A Landmark California law to enact the strongest privacy rules in the country and regulate the online marketplaces of personal data is caught in a tug of war between industry lobbyists who want to weaken it and consumer groups who believe it doesn’t go far enough. The California Consumer Privacy Act (CCPA) will take effect in January 2020.
- There are at least 30 state-wide proposals for data privacy. Would a national policy be better than a patchwork of policies?
- Could the right federal law provide broader and stronger privacy protection? For example, a privacy law that authorizes the Federal Trade Commission and state attorney generals to enforce it.

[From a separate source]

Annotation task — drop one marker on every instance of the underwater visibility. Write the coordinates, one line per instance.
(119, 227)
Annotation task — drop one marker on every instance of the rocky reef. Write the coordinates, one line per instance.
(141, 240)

- Should businesses work with the Federal government or state governments to protect personal data rather than fight it? If you were a CEO of a tech company, what actions would you take in working with the government on stronger privacy and protection laws?

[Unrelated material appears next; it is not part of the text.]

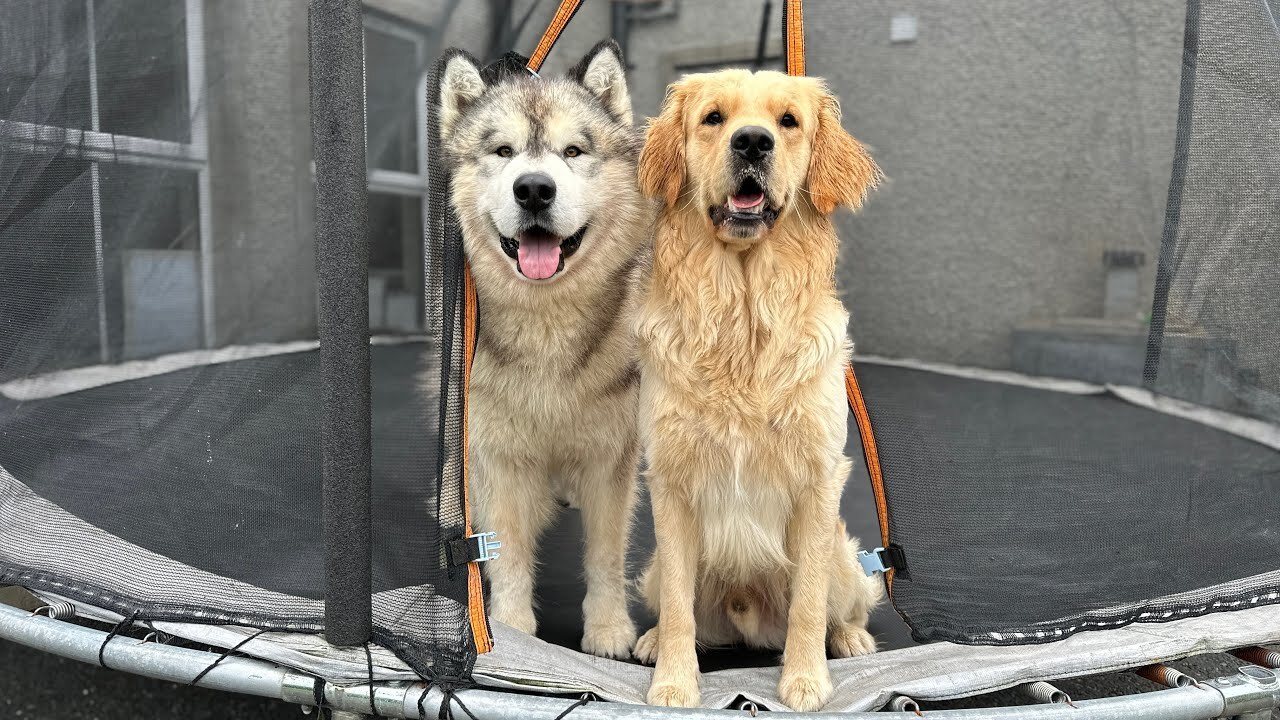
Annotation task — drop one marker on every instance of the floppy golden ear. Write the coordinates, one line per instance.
(662, 160)
(841, 171)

- Should privacy laws like CCPA rely on the concept of notice and consent which places a burden on the consumer? Would a more effective law shift the burden away from individuals and onto the businesses that collect personal information?

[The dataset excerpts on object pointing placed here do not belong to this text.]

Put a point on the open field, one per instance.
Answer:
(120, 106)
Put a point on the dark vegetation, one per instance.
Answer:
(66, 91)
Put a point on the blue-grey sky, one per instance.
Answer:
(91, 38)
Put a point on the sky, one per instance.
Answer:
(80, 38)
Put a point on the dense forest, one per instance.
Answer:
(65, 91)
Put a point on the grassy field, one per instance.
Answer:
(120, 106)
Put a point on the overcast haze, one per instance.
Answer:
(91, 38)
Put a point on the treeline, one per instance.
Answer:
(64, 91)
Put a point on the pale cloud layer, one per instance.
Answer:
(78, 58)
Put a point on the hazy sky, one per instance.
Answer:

- All of these industry interests are trying to weaken privacy in California,” says Jacob Snow, staff attorney with the ACLU of California. “The Privacy Committee members who were present revealed their constituencies are tech companies.”
- One bright spot for privacy groups is a bill that advanced out of California’s Senate Judiciary Committee, which would give Californians the ability to sue for violations of their privacy rights under CCPA.
- There is also an ongoing battle in Washington, DC where tech and other industry groups are pushing Congress to pass a federal privacy bill that would override state privacy laws altogether.
CCPA was intended to give the state’s residents unprecedented control over how companies use their data. CCPA includes the ability to request the personal data collected by businesses, demand it be deleted, and opt out of having data sold to third parties, among other actions.
Voices on both sides of the privacy debate believed it needed fine tuning from its passage in June 2018. Last week, the California Assembly’s Committee on Privacy and Consumer Protection advanced a series of bills that would either amend CCPA or create exemptions for certain categories of businesses. These bills received widespread backing from business groups, including the California Chamber of Commerce, as well as leading tech lobbying firms that represent companies such as Facebook, Google, Amazon, and Apple. But privacy groups almost unanimously opposed them, concerned that state lawmakers are about to dismantle the country’s most robust privacy law before its implemented.
Consumer advocacy groups want to ensure that people have a clear and easy way to “globally opt out” of having their personal data collected and sold, regardless of whether they can decide to opt out for certain types of data.
Unlike the EU’s General Data Protection Regulation, which requires companies to ask consumers to “opt in” to having their data collected or sold and sets high fines for violations, California’s privacy law gives people the chance to “opt out” and have their data deleted and sets smaller penalties for violators.
It is critically important, they say, to close loopholes in the law that could create a “pay for privacy” model in California, giving companies permission to charge higher prices or offer lesser quality services to customers if they exercise their privacy rights.